工務店経営者の皆様、日々の業務、お疲れ様です。資材価格の高騰や人手不足といった経営環境の変化に立ち向かう中で、利益率の維持・向上は喫緊の課題となっています。特に、見積もりには計上しにくい、あるいは意識しないうちに膨らみがちな「消耗品費」は、企業のコスト管理において見過ごせない要素です。小さな出費の積み重ねが、気付けば経営を圧迫する要因となっている、ということはありませんか?本記事では、工務店が抱える消耗品費の問題に焦点を当て、その具体的な削減方法と、それを基盤とした盤石なコスト管理体制の構築について、実践的な視点から徹底解説します。この記事を読むことで、曖昧だった消耗品費の現状を正確に把握し、現場と事務の両面から効果的な削減策を実行するための具体的なステップが明確になります。そして、単なる節約にとどまらない、持続可能な利益体質への転換を実現するためのヒントを得られることをお約束します。

消耗品費の「実践的」導入戦略:基礎から応用まで

工務店経営におけるコスト管理は、材料費や人件費といった大きな項目に目が行きがちですが、消耗品費という比較的小さな、しかし多岐にわたる出費の管理も極めて重要です。消耗品費は、現場で使うビスやテープ、刷毛、軍手から、事務所で使うコピー用紙、インク、文房具、更には車両のオイルやワイパー、果ては掃除用具や給茶セットまで、非常に幅広い品目が含まれます。これらの品目一つ一つは安価でも、使用頻度が高く、管理が行き届かないと無駄な購入や在庫が発生し、積もり積もって経営を圧迫する隠れたコストとなり得ます。

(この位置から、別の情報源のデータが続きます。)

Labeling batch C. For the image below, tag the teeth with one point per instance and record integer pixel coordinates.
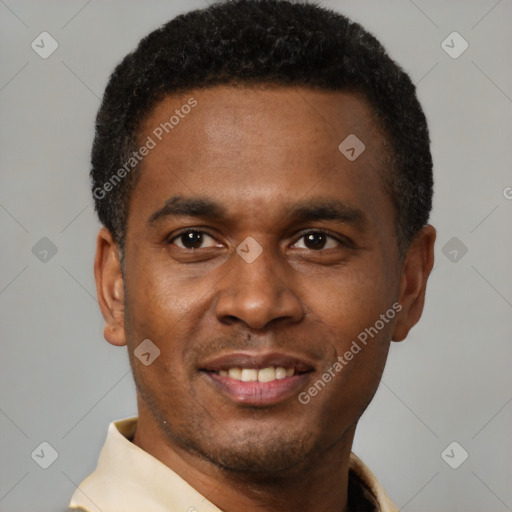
(281, 372)
(249, 375)
(267, 375)
(235, 373)
(253, 375)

効果的なコスト管理を実現するためには、まずこの消耗品費に光を当て、「見える化」することが不可欠です。どこで、何に、いくら使っているのかが分からなければ、対策の打ちようがありません。ここでは、そのための具体的なステップをご紹介します。

1-1. 工務店における消耗品費の定義と重要성

改めて、工務店における消耗品費とは何かを明確にしましょう。一般的に、耐用年数が1年未満のもの、あるいは取得価額が10万円未満(会社の規模によっては30万円未満の特例あり)で、使用によって消費される物品の購入費用を指します。例えば、以下のようなものが該当します。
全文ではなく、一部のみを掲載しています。